Di pedesaan, para komandan setempat “mengelola wilayah mereka sendiri dengan milisi ilegal, mengintimidasi masyarakat agar membayar pajak, menerima suap, mencuri tanah, memperdagangkan narkoba,” kata John Dempsey dari American Institute of Peace. “Mereka pada dasarnya berkuasa atas impunitas dan tidak ada pejabat pemerintah, tidak ada hakim, tidak ada polisi yang dapat mengajukan tuntutan tersebut.”
Karzai sebelumnya telah mencoba memanfaatkan panglima perang dan mengirim menteri keuangannya untuk menarik sejumlah besar uang tunai dari para gubernur yang enggan membayar pajak kepada pemerintah pusat.
Namun menyingkirkan orang-orang kuat dari kekuasaan atau mendengarkannya berisiko: hal ini dapat memicu ketegangan etnis dan mengasingkan para komandan regional yang dukungannya baik terhadap Kabul maupun Washington seharusnya dapat membendung pemberontakan yang semakin meningkat.
Dalam laporan bulan September yang dirilis oleh Pusat Kerja Sama Internasional Universitas New York, dikatakan bahwa koalisi yang dipandu NATO mengatasi masalah ini dengan mengandalkan milisi yang setia kepada komandan lokal—beberapa di antaranya terlibat dalam penyalahgunaan narkoba dan penyelundupan narkoba dalam upaya memperkuat keamanan.
Rencana perang yang dikemukakan oleh komandan tertinggi Amerika di Afghanistan, Jenderal Stanley McChrystal, menyebut ‘perantara kekuasaan regional’ sebagai ‘pengikut bersenjata yang setia’, namun tidak meminta untuk menghapusnya. AS menggunakan kelompok bersenjata lokal di Irak untuk melawan al -qaeda dan milisi serupa di Afghanistan berhasil memberikan informasi intelijen tentang Taliban.
Karzai berada di bawah tekanan untuk bertindak sebelumnya. Pada tahun 2005, ia dipaksa untuk menyetujui rencana rekonsiliasi dan keadilan yang mencakup sistem seleksi untuk menjauhkan pelaku kekerasan serius dari pemerintah. Namun hampir tidak ada satupun yang dilaksanakan, kata Dempsey. Bahkan membangun monumen atau menetapkan hari libur bagi para korban perang dianggap kontroversial karena Afghanistan dan pendukung internasionalnya takut untuk menyelidiki masa lalu dengan hati-hati, sehingga pemerintahan yang rapuh dapat mengganggu stabilitas.
Sima Samar, ketua Komisi Hak Asasi Manusia di negara tersebut, mengatakan bahwa para Panglima Perang tidak harus diadili.
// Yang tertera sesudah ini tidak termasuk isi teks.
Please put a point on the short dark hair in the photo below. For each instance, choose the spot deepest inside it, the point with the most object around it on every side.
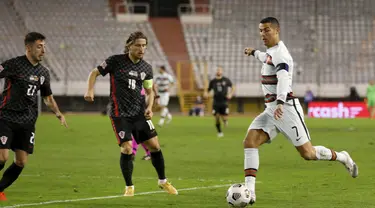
(271, 20)
(31, 37)
(132, 37)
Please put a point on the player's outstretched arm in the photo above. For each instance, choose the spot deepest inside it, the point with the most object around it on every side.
(261, 56)
(231, 92)
(148, 85)
(89, 95)
(51, 103)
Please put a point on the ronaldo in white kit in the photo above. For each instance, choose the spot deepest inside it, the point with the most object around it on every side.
(283, 111)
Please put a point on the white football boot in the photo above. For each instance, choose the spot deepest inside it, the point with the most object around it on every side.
(350, 165)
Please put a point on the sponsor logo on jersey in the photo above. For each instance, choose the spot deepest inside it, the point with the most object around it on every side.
(122, 134)
(42, 79)
(143, 75)
(3, 140)
(337, 110)
(34, 78)
(133, 73)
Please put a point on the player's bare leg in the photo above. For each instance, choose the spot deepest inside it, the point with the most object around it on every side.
(13, 171)
(254, 138)
(218, 125)
(157, 160)
(309, 152)
(163, 114)
(4, 155)
(126, 165)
Mereka bisa menghadapi komisi kebenaran, atau sekadar meminta maaf.
Kurangnya kemauan politik untuk membawa mereka ke pengadilan, katanya. “Kita tidak akan pernah memiliki perdamaian yang berkelanjutan sampai kita mendekati masa lalu kita.”
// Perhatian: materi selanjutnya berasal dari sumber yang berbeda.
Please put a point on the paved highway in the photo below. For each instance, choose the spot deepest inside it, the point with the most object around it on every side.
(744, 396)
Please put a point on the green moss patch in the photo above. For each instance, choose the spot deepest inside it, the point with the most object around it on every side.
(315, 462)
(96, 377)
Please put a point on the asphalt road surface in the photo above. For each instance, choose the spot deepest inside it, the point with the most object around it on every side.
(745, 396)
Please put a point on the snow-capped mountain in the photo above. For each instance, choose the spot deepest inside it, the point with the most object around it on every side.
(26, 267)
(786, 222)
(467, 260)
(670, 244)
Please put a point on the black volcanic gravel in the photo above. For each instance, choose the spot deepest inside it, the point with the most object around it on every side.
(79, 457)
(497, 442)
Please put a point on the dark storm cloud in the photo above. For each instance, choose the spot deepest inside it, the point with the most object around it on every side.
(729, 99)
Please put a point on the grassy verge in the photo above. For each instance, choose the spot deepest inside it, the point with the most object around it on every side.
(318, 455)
Juru bicara kepresidenan lainnya, Hammed Elmi, mengatakan komandan seperti Fahim patut diapresiasi. Mereka memainkan peran penting dalam membela negara kita dari pendudukan Soviet dan Taliban. Dan selama delapan tahun terakhir mereka telah mendukung AS dalam perang melawan teror. ‘
Dia mengatakan sistem peradilan pidana Afghanistan siap mengadili seseorang atas pelanggaran yang nyata, “tetapi sejauh ini kami tidak melihat bukti bahwa mereka telah melakukan kesalahan.”
Human Rights Watch telah mendokumentasikan pembunuhan tanpa pandang bulu terhadap warga sipil oleh milisi yang setia kepada Fahim dan Khalili pada tahun 1990an, yang menurutnya merupakan kejahatan perang. Kelompok tersebut mewawancarai para saksi yang merupakan milisi yang dituduh melakukan pembunuhan, Cube dan penculikan lawan etnis yang melanggar hukum kemanusiaan internasional.
Akbar Bai, seorang pemimpin minoritas Turkmenistan di negara itu – yang mengalahkan Dostum tahun lalu dan sempat menculiknya setelah menyerbu rumahnya di Kabul dengan 100 pejuang bersenjata – mengatakan AS dan sekutunya di Afghanistan “berjuang melawan perang yang salah.”
“Masalah nomor satu Karzai adalah Panglima Perang,” kata Bai, yang baru dibebaskan setelah pasukan pemerintah mengepung rumah besar Dostum. “Jika Anda tidak menyingkirkan orang-orang ini dari kekuasaan, Anda tidak akan pernah melihat perdamaian di Afghanistan.”